Pakistan has a limited-time window to get its act together on the MNCH front if we are to come within even striking distance of the MDGs. Nepal can serve as an example.

What essentially drove the Nepal programme was total governmental ownership. Similarly, in Pakistan, the government should wholly own the programme while making a strong case for indigenous investment in the MNCH programme as a top strategic priority.

This enhanced commitment should involve a reorientation of male-dominated political parties that tend to see the MNCH as a women’s health issue. Nepal has shown the way by enhancing MNCH budgets and empowering women, in addition to formulating integrated policies on safe motherhood.

The MNCH programme should be integrated into provincial health strategies. Currently, it appears as a stand-alone national programme unaligned with local health strategies and plans. There is poor alignment with the population welfare departments which focus on the provision of contraceptives and population control through birth spacing. A large part of Nepal’s MNCH success is owed to its seamless integration with other facets of the health system.
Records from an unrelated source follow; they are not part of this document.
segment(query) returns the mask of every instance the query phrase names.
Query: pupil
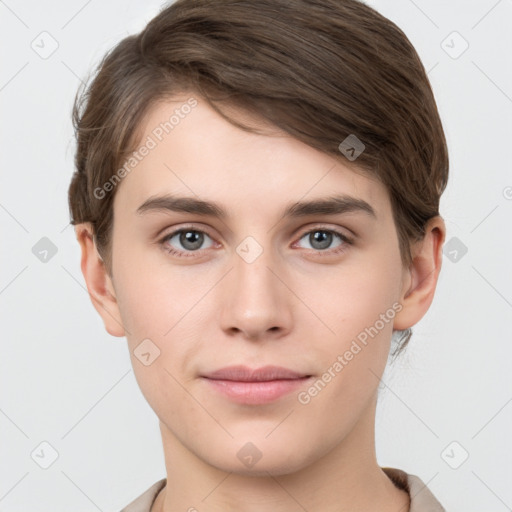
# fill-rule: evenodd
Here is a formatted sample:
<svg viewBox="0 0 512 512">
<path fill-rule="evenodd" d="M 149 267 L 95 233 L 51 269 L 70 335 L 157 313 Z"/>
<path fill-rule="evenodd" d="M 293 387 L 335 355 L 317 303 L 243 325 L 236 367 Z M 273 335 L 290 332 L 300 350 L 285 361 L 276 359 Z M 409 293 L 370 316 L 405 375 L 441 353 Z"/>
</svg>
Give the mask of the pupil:
<svg viewBox="0 0 512 512">
<path fill-rule="evenodd" d="M 310 243 L 315 249 L 325 249 L 331 245 L 332 233 L 327 231 L 315 231 L 310 235 Z M 317 246 L 315 247 L 315 244 Z"/>
<path fill-rule="evenodd" d="M 183 247 L 186 247 L 187 249 L 198 249 L 199 247 L 201 247 L 203 241 L 202 237 L 202 233 L 198 233 L 197 231 L 185 231 L 181 233 L 180 243 L 183 245 Z"/>
</svg>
Nowhere is this coordination more pronounced than in the misalignment between the lady health visitors, lady health workers and community midwife programmes. Over the past decades, various donor-funded and government-initiated programmes have led to an army of trained LHVs, LHWs and CMWs. Yet they tend to work in isolation. They need to be brought in alignment under one unified vision on delivering MNCH goals.

The issue of induced and safe abortion remains an underemphasised and overlooked area, even though it contributes significantly to maternal and child deaths due to complications associated with poor health management and poverty. In a recent seminar, these issues surfaced as amongst the major concerns. This needs to be addressed as an urgent concern within MNCH programmes.

Most fundamentally, out-of-pocket expenses are an almost insurmountable barrier in accessing MNCH services here. Despite well-funded MNCH programmes, governmental health facilities are not equipped to provide the full care that mothers and newborns require. As a result, private-sector MNCH care has grown, to the detriment of poor families.

The large part of the Nepalese success story lies in making the MNCH services free and accessible at properly equipped health centres. Reducing out-of-pocket expenses assumes special significance in Pakistan against the backdrop of unregulated and growing private healthcare, runaway inflation, rising food costs, and increasing poverty that exacerbates existing female malnutrition with knock-on effects on maternal and child mortality.

What Nepal’s MNCH programme shows is that donor money, when leveraged wisely into well-resourced, politically championed and well-aligned national and local MNCH programmes, can not only reverse poor health outcomes but also put a struggling system on a healthy, sustainable track.

If Nepal can do it, why not Pakistan?

The writer is a development consultant and policy analyst.